[Indigo]<Yggdrasil>Documentation>YggdrasilFilingSymposium.slides!4

Yggdrasil - Filing Symposium

April 25-28, 1989

Yggdrasil

A large scale hypertext database system

Bob Hagmann

Xerox PARC/CSL

Introduction

Problem

Store and retrieve large numbers of possibly large objects (electronic documents)

Motivations

research

support PARC's & CRG's filing/database needs

good job for PARC Ò good job for Xerox

Xerox's document processing strategy

Goals

Handle large number of objects of any size

Use an appropriate data model

Non-navigational access

Deal with scale

Interoperate

Have transactions, robustness, good performance, fast recovery, good availability, and access control

Have hooks for building on system

Project Name

Ygg|dra|sil n. Also Yg|dra|sil. Norse Mythology. The great ash tree that holds together earth, heaven, and hell by its roots and branches. [Old Norse, probably the horse of Yggr'' : Yggr, name of Odin, from yggr, variant of uggr, frightful (see ugly) + drasill, horse.]

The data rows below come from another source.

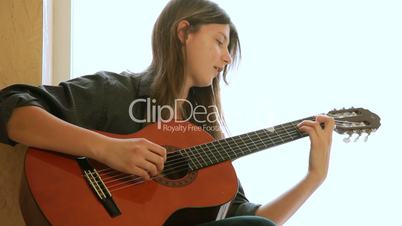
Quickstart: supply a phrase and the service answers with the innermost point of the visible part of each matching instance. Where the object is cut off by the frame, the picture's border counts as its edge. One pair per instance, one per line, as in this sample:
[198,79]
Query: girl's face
[206,54]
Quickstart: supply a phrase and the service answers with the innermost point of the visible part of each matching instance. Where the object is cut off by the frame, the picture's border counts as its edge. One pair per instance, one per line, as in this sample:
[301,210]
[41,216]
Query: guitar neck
[231,148]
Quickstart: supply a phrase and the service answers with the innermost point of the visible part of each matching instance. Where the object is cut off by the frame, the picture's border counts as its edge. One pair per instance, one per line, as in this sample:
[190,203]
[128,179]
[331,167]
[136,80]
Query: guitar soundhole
[176,172]
[176,166]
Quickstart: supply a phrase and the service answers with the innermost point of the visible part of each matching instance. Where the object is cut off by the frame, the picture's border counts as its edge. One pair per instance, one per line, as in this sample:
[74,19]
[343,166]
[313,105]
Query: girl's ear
[182,30]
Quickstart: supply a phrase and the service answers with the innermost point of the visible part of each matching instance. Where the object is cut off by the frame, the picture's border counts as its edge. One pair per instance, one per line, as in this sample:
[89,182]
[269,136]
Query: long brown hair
[168,59]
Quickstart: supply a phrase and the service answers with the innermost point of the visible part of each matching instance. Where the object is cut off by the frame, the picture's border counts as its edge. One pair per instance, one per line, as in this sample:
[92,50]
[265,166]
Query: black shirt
[98,102]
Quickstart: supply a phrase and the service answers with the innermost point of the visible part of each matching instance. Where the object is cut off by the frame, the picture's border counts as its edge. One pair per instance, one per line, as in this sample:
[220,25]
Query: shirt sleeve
[78,101]
[241,206]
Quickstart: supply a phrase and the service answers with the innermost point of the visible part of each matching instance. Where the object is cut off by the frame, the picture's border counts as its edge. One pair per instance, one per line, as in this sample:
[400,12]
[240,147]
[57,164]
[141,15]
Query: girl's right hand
[137,156]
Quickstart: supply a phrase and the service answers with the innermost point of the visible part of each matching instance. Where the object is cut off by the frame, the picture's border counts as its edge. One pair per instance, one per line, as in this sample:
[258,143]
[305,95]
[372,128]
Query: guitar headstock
[355,121]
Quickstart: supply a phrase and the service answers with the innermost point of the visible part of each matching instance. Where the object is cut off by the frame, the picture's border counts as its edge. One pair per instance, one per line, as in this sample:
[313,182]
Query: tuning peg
[366,138]
[347,139]
[368,134]
[357,138]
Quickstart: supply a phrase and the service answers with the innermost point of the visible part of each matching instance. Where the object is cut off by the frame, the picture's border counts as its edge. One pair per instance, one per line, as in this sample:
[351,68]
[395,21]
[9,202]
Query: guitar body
[64,197]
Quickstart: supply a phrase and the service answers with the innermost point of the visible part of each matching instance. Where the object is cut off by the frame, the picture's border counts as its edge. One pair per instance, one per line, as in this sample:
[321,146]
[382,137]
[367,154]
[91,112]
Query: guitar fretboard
[231,148]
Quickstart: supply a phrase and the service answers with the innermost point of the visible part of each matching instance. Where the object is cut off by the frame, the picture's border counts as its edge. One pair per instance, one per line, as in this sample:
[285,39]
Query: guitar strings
[198,154]
[110,169]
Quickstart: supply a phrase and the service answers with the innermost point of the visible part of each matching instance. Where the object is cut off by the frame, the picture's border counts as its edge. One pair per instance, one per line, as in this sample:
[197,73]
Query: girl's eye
[219,42]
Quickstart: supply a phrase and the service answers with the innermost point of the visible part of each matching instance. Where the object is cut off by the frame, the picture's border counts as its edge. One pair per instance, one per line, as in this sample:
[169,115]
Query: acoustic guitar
[77,191]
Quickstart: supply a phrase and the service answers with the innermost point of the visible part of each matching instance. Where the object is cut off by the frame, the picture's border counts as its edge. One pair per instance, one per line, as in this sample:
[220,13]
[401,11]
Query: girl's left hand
[321,140]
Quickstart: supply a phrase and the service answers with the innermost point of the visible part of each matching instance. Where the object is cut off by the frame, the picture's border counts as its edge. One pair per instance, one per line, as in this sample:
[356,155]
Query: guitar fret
[240,145]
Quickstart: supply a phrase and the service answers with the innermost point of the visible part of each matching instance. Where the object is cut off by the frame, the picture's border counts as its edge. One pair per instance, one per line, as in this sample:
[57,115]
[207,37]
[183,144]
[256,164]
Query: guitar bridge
[98,187]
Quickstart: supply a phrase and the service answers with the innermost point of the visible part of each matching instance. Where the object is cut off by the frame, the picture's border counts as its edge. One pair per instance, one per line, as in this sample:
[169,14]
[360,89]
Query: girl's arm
[33,126]
[281,209]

Computer Science Challenges of the 1990's

Ubiquitous computing

Parallelism - massive parallelism, neural nets, and multiprocessors

Large scale distributed systems

Your favorite project goes here

Æ Using low cost, moderate access time, tertiary storage

optical tape (e. g., XDM and ICI's Digital Paper)

high density magnetic tape

transverse, helical, and longitudinal recording

???

For example: magnetic tape

4 mm, 8 mm, VHS, 19 mm and 1" tape under development

Ampex ACL

19 mm tape

81 GByte/tape

15 mbyte/sec

library:

256 cassettes

load/unload 8 sec

search 30 sec

55 GByte/ft3

366 GByte/ft2

$60/GBtye

Documents

Document: stored information that can be perceived by humans

Examples: text files, object files, PDL files, books, newspapers, movies, audio tapes, music, statues, paintings, fingerprints, and frescos.

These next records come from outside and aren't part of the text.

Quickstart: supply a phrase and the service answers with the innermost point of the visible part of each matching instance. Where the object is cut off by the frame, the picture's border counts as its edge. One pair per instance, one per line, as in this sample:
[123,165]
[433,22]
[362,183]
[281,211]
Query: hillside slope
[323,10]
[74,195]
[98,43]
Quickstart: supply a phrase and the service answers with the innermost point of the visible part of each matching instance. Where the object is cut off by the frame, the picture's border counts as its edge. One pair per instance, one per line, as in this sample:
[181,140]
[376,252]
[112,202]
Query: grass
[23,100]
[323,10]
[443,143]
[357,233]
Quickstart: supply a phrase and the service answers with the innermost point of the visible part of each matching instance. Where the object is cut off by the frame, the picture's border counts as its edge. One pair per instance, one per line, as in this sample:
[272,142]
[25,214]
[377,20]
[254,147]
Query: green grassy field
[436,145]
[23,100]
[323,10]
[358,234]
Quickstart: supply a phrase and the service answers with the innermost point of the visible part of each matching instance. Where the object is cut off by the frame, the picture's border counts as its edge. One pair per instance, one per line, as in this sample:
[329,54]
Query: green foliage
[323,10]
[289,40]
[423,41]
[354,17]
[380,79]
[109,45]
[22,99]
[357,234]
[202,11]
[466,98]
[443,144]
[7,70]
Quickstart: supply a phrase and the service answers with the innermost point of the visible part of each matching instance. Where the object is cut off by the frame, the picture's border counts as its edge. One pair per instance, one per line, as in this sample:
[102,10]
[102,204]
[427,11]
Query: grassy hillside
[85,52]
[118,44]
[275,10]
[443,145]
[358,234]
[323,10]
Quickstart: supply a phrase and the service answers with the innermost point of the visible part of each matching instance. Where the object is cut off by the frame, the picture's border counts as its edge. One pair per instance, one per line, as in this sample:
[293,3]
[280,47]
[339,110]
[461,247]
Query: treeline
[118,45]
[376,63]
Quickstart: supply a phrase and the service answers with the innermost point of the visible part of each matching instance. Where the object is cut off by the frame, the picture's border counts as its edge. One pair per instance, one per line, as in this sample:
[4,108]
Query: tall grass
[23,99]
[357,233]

Electronic documents: the subset of documents that can be dealt with by computers

Historical Perspective on Stored Information (European view)

Middle ages (guilds; oral tradition; bards; manuscripts and libraries owned by religion)

Moors fall => Arabic libraries into Christian hands (7th C.) and monks translate to Latin

Paper arrives in Europe (11th to 12th C.)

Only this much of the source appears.